There’s a good reason to tell the stories of harm caused by social media
Tom Silvestri
Sep 17, 2020
Many of the high-profile battles to rein in social-media giants seem beyond the grasp of community newspapers.
Fortunately for us, we have outstanding national media groups fighting the good fights. (Thank you, News Media Alliance and America’s Newspapers. Thanks also to the Local Media Association for securing initial funding from Facebook and Google to help newspapers with specific projects.)
But how can a community newspaper publisher or editor be relevant in helping to right wrongs?
Keep telling the stories when people — as well as newspapers — are harmed by “content” or actions on social media. Also, don’t assume there’s a general clarity of how much harm exists.
That solid advice comes from Olivier Sylvain, a professor of law at Fordham University in New York. He was a guest on the Sept. 3 installment of the Knight Foundation’s “Future of Democracy” series.
In the approximate 30-minute segment, Sylvain didn’t specifically mention community newspapers. But he noted that if the abuses of social media were to be countered and new standards installed, a major recourse is to “keep telling the stories” when harm occurs.
Harm can come from discrimination, disinformation, racial disparities, bullying, threats and injury. This is by no means a definitive list.
The social media giants benefit from the government granted protection of immunity and need to be called out when they don’t live up to the bargain that requires them to successfully self-police or self-regulate themselves. That can mean simply taking down bad stuff and, better yet, preventing it from seeing the light of a screen.
The brutal fact is that immunity exposes all of us to harm when it occurs, Sylvain said.
That wall of immunity is being chipped away with each new report of harm or abuse of the First Amendment. Consider Facebook’s announcement on the same day of the Knight program that the company will prohibit new political advertisements in the week before the November election.
How long have newspapers had standards in place to safeguard political advertisements? Please excuse the sarcasm.
Slowly, consumers are realizing that more unencumbered “free speech” isn’t necessary all good — even if we all are ardent protectors of the First Amendment. There are unintended consequences, especially when waves of Internet upstarts have as their mission “to change the world.” Just ask publishers whose content is distributed without payment by technology giants.

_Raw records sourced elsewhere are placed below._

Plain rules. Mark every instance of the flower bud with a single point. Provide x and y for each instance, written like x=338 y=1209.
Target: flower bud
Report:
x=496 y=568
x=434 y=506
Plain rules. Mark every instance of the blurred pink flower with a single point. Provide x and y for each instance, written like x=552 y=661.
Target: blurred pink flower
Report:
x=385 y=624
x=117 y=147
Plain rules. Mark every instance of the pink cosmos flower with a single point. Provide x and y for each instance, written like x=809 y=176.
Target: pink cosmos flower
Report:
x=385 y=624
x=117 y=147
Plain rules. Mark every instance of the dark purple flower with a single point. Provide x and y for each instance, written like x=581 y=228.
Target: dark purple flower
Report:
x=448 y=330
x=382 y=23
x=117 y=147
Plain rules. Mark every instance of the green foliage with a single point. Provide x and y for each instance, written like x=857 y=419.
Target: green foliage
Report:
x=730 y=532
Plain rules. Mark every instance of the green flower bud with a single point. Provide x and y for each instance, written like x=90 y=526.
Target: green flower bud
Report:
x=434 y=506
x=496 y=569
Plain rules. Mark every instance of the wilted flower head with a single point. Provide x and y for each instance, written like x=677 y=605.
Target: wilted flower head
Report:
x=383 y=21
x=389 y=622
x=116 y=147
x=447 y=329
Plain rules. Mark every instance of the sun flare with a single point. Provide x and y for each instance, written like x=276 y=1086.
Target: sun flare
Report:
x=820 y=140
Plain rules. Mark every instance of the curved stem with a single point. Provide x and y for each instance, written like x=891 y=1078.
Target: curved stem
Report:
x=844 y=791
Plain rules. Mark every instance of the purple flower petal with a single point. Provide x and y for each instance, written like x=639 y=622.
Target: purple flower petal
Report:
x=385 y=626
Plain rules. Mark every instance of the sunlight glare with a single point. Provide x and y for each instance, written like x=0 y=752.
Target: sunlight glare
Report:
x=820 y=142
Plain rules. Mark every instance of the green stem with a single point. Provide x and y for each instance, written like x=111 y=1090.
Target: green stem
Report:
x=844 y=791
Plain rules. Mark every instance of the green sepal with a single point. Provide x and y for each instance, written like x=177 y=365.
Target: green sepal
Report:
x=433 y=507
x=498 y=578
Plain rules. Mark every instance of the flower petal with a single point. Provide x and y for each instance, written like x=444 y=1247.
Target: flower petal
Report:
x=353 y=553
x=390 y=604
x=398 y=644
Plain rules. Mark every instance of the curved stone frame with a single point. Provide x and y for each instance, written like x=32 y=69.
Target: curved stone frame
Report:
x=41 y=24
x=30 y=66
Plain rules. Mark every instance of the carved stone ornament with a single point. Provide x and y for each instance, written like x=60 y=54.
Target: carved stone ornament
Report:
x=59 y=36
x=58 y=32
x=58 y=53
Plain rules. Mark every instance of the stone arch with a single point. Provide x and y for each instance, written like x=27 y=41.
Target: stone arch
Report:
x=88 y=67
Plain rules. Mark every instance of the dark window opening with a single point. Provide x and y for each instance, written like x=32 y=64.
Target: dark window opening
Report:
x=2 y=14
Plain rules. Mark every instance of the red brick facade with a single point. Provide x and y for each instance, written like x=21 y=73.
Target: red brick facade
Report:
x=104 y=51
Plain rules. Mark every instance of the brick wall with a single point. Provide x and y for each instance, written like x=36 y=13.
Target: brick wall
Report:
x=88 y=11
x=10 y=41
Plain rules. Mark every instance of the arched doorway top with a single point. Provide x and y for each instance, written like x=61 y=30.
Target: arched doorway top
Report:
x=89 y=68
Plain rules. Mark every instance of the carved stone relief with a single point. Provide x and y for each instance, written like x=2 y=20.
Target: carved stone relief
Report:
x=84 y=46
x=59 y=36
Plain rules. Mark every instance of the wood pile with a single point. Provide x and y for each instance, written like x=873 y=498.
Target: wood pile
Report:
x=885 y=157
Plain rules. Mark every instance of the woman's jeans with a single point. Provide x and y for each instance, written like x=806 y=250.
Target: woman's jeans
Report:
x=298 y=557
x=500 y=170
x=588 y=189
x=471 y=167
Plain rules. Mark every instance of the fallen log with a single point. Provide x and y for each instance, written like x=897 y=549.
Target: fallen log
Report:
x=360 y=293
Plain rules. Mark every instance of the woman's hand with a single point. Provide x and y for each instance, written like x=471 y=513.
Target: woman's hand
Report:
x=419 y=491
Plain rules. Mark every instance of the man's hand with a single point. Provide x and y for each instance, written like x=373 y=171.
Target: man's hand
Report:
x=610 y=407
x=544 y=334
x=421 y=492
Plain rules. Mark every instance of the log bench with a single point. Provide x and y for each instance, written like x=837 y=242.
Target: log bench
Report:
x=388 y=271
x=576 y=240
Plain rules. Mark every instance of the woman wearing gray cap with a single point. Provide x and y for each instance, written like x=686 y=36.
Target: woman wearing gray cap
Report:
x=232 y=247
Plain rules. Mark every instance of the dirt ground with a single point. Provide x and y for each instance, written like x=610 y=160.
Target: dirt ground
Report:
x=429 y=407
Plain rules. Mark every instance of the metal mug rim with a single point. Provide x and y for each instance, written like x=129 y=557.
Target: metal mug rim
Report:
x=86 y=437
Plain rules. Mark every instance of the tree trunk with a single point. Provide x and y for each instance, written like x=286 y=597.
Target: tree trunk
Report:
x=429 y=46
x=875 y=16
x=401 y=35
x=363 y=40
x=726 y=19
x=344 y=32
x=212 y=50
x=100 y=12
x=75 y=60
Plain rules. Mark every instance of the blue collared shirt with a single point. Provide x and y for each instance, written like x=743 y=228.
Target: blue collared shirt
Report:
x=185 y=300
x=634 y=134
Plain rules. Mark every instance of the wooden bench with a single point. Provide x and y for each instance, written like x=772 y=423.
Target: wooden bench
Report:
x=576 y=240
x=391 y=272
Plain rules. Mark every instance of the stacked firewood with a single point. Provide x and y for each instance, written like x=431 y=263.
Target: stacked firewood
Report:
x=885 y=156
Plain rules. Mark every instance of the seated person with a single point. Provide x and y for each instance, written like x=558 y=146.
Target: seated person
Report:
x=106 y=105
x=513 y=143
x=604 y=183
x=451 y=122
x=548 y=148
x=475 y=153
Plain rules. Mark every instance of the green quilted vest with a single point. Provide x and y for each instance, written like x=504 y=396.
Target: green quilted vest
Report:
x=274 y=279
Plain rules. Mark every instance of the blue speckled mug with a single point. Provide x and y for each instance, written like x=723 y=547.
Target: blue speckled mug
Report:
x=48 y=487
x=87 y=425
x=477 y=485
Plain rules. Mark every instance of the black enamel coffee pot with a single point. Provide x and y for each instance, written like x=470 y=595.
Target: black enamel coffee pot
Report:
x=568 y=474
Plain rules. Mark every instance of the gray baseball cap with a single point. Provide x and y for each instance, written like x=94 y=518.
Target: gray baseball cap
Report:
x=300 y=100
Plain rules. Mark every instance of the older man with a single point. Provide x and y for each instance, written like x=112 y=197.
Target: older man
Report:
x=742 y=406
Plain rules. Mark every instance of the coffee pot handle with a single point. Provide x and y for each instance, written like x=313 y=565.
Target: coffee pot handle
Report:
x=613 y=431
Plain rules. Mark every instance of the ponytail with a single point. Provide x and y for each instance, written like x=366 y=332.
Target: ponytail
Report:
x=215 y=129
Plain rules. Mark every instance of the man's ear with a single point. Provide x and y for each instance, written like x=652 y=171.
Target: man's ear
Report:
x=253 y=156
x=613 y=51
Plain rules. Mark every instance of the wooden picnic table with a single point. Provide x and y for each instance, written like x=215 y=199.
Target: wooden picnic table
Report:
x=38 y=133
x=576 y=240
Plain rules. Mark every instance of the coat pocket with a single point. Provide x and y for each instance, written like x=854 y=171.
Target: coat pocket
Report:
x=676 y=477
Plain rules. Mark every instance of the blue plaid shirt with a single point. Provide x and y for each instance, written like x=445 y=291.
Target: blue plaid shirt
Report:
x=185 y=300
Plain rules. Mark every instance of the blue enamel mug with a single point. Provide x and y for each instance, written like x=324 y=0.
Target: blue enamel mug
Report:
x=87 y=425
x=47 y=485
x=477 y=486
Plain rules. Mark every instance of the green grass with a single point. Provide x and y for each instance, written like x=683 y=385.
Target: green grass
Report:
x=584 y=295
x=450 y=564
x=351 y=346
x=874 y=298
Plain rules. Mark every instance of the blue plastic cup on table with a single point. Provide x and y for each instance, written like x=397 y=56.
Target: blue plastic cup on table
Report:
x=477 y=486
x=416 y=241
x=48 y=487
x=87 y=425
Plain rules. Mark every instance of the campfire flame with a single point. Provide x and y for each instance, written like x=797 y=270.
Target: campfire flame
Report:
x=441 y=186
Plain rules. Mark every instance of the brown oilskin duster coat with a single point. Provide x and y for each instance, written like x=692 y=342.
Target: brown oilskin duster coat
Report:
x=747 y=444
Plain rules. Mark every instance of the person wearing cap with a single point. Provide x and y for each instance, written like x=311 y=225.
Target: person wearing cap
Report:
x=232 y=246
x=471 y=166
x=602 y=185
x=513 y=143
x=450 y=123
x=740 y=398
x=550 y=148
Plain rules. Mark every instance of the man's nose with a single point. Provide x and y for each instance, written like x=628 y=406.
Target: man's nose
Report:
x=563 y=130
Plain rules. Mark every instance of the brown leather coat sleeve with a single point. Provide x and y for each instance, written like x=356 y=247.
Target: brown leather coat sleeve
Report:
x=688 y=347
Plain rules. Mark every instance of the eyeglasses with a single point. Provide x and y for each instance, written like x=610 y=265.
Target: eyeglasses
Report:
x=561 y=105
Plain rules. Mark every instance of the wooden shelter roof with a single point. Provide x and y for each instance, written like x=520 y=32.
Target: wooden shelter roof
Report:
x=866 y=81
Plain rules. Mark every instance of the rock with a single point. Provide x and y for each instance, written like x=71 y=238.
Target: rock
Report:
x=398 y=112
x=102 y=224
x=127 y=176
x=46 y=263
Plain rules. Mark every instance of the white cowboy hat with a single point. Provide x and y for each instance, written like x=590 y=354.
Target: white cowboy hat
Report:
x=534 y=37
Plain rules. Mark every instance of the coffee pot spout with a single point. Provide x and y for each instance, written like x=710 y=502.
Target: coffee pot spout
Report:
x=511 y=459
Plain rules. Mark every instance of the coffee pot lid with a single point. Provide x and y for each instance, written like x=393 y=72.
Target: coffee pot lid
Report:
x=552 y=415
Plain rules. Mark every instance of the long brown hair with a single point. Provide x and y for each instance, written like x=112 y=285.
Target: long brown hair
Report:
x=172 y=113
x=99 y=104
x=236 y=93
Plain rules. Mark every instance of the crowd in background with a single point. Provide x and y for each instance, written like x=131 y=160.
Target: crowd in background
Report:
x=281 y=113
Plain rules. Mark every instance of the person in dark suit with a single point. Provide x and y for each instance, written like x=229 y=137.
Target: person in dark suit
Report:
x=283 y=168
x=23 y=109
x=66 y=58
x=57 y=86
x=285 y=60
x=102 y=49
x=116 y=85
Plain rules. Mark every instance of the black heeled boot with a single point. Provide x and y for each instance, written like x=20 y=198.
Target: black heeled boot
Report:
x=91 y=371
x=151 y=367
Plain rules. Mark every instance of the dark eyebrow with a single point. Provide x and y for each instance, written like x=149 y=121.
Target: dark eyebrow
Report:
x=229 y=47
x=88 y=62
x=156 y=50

In the short time allotted by Knight’s Episode19: Unpacking Online Speech, Sylvain and host Sam Gill provided a crisp overview on the history of regulation and the freedom that social media platforms use to operate without pesky “reasonable standards.”
From a newspaper perspective, it was important to hear there’s more acknowledgement that the technology giants abdicate their role in policing content.
I lost track of how many publishers complain that Facebook, Google and Twitter unfairly get away with allowing posts of dangerous and libelous material simply by saying they’re not in the publishing business.
Well, the publishers say, that’s like saying the newspaper is in the business of running a machine called the press.
As a publisher, my response was that if I published some of comments in social media space, I’d be buying lots of vacation homes for libel lawyers. I long for the day that the laws would recognize that not all content on social media is protected.
Go ahead and listen to the Sylvain and Gill conversation if you have a spare 30 minutes. Also, follow the links to the professor’s writings, especially his work on liability under the Communications Decency Act.
In the meantime, it would be smart for more newspapers to do exactly what Sylvain suggested: Keep telling the stories about harm.
Imagine if that was the commitment of the more than 8,500 newspapers represented by the press and newspapers associations in North America.
As a related angle, the summer issue of Quill published an article documenting the increased online harassment of journalists. The article quotes a 2018 survey of mostly women journalists and media workers across the globe that “online attacks against journalists have become ‘more sophisticated in nature, more insidious in their damage to the news enterprise and more dangerous for journalists, both online and off.'”
Despite the chaos, Sylvain said he is an optimist. He called 2020 a special moment in time.
“Americans want change,” he said, that’s meaningful.
Newspaper stories documenting harm can help persuade lawmakers and regulators that the disruptive innovators are responsible for damage as they make millions on shiny new products that they apparently can’t totally control.
Don’t leave it to the big-city newspapers.
Community newspapers, tell the stories.
Tom Silvestri is executive director of the Newspaper Association Managers' Relevance Project, which advocates for community newspapers. He retired Dec. 31 after 15 years as the president and publisher of the Richmond (Virginia) Times-Dispatch and 42 years in newspapering.